Most of Amazon's operating profit came from cloud services (Amazon Web Services) in 2020. The cloud segment still has many years of growth left, given that many businesses around the world are just starting their migration to cloud services to tap into more data processing, storage, and off-premise computing power. Overall, the improving profitability in the international segment and Amazon Web Services business should fuel further improvement on the bottom line.

The current consensus analyst estimate has Amazon increasing its trailing-12-month cash from operating activities to $200 per share by 2023, up from $131 per share. If Amazon continues to trade at its current price-to-cash-flow multiple of 25, which it has been for 15 years, the stock price could reach $5,000 in just the next two years, putting it well on pace to double by 2026. 

Normally, analysts' price targets, which are more short-term focused, don't offer much value to the long-term investor. But it's worth noting that one analyst from Susquehanna Bancshares, a unit of Truist Financial, has a price target on the stock as high as $5,500, which seems quite reasonable when measured against Amazon's pace of growth, improving profitability, and current valuation. 

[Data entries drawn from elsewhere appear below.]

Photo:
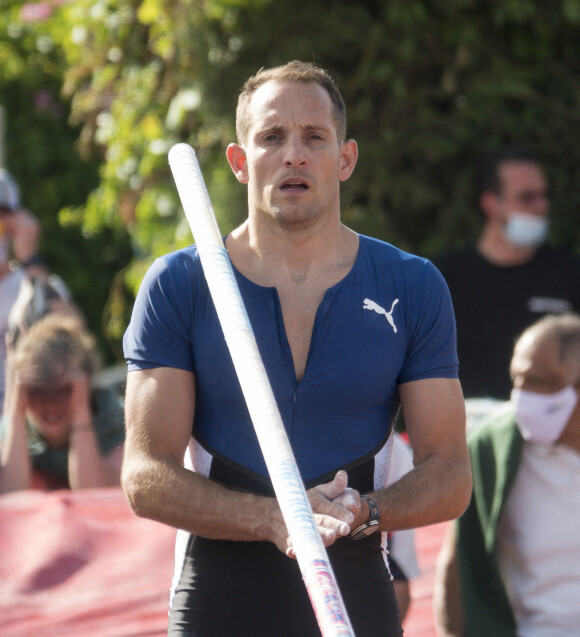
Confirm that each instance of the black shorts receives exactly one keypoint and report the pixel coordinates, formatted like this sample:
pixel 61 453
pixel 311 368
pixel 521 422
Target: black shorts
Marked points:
pixel 251 589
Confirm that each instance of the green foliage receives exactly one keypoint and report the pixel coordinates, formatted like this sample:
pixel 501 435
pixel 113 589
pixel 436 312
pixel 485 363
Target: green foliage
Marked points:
pixel 429 85
pixel 41 154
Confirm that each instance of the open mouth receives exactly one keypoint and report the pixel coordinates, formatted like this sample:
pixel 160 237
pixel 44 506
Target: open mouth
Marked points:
pixel 294 185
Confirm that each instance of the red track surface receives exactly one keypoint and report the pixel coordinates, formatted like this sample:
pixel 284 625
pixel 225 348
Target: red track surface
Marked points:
pixel 82 564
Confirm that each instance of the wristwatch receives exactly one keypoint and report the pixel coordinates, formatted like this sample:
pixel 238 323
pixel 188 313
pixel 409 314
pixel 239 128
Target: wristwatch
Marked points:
pixel 371 524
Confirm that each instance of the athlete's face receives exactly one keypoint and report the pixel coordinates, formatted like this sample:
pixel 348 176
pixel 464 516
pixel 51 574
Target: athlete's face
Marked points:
pixel 292 160
pixel 523 189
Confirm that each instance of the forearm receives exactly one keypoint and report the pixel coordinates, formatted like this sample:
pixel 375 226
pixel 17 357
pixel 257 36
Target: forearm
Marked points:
pixel 16 464
pixel 434 491
pixel 165 491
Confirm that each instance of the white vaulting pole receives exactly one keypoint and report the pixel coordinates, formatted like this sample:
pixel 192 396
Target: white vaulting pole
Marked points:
pixel 278 455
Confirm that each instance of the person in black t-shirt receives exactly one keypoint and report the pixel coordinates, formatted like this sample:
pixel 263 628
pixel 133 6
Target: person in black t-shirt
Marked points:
pixel 509 278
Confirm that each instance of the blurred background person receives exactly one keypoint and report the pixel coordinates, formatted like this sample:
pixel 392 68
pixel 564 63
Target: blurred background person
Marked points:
pixel 402 553
pixel 58 430
pixel 510 278
pixel 509 564
pixel 27 289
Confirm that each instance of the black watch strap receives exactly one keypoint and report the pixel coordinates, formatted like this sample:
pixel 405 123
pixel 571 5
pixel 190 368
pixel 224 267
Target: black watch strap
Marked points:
pixel 372 522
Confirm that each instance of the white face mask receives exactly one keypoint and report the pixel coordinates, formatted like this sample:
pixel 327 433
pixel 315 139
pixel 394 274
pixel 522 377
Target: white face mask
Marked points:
pixel 4 252
pixel 525 230
pixel 543 417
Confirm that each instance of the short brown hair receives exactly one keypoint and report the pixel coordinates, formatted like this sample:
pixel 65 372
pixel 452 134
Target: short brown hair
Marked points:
pixel 51 348
pixel 294 71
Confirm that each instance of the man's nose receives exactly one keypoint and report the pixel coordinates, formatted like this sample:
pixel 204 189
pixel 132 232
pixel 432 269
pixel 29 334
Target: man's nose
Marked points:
pixel 295 153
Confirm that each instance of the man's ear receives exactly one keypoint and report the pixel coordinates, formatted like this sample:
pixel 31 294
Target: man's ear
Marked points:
pixel 348 157
pixel 237 159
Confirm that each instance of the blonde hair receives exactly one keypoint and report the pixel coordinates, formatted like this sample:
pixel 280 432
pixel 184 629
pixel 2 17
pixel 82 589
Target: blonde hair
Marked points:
pixel 51 348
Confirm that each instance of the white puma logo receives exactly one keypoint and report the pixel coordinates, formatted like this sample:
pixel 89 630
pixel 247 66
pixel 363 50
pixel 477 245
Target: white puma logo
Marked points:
pixel 371 305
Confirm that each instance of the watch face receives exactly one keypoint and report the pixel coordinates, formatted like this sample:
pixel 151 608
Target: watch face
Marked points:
pixel 367 529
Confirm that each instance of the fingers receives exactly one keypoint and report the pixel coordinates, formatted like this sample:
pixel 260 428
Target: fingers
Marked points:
pixel 333 489
pixel 335 499
pixel 330 530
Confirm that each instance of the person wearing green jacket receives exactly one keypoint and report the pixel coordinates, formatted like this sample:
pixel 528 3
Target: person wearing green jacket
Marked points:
pixel 509 564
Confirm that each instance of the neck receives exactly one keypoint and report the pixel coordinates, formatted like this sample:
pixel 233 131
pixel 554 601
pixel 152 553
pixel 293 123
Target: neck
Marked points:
pixel 294 255
pixel 496 249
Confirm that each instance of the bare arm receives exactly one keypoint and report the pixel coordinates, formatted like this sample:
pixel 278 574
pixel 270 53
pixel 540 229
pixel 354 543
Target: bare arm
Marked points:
pixel 446 593
pixel 16 465
pixel 159 409
pixel 439 486
pixel 87 468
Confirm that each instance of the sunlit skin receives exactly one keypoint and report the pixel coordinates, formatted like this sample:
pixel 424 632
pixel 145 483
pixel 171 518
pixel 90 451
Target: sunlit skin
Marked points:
pixel 54 409
pixel 292 160
pixel 523 189
pixel 537 366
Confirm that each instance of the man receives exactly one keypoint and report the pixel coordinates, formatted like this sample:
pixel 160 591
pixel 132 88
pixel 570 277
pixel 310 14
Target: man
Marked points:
pixel 19 232
pixel 510 564
pixel 348 328
pixel 509 279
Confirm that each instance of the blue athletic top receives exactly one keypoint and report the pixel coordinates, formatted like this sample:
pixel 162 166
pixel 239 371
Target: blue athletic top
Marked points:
pixel 389 321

eBay office building in Berlin, Germany.

Image source: eBay.


eBay's business has come to life over the last year. After sluggish performance through 2019, revenue accelerated well above 20% year over year from the second quarter through the end of 2020. Revenue increased 42% year over year for the first quarter of 2021. 

Investors don't think that rate will last. The stock currently sells for a modest P/E of 16.9, but that might be severely undervaluing eBay's renewed emphasis on delivering strong growth under CEO Jamie Iannone, who took over as chief executive in April 2020. 

eBay saw its active buyer growth accelerate during the pandemic to 7% year over year, and management is capitalizing on that momentum by expanding into several new product categories, including authenticated sneakers, luxury watches, trading cards, and item customization. That last category is taking a page out of Etsy's playbook, with eBay starting to offer sellers the capability to provide personalized goods across the home, fashion, and jewelry categories. 

Management's guidance calls for revenue growth in the second quarter to be between 8% to 10% on a currency-neutral basis. Analysts expect eBay to finish 2021 with revenue 17% higher over the prior year, before falling back to single-digit gains by 2023. However, over the next five years, the consensus analyst estimate has earnings per share increasing at an annualized rate of 13%, which would push the stock price close to a double without any allowance for a possible increase in the stock's P/E multiple. 

Iannone continues to sell off eBay's noncore assets -- such as the current deal to have Adevinta buy its Classified business -- and return capital to shareholders through dividends and share repurchases. As a result, the company could see its valuation multiple gradually drift higher, since investors love companies that focus on increasing shareholder returns. If eBay's P/E multiple stretches closer to 20 times earnings to reflect the improved growth outlook, which would still be below the average multiple of the S&P 500 index, its stock could double in value.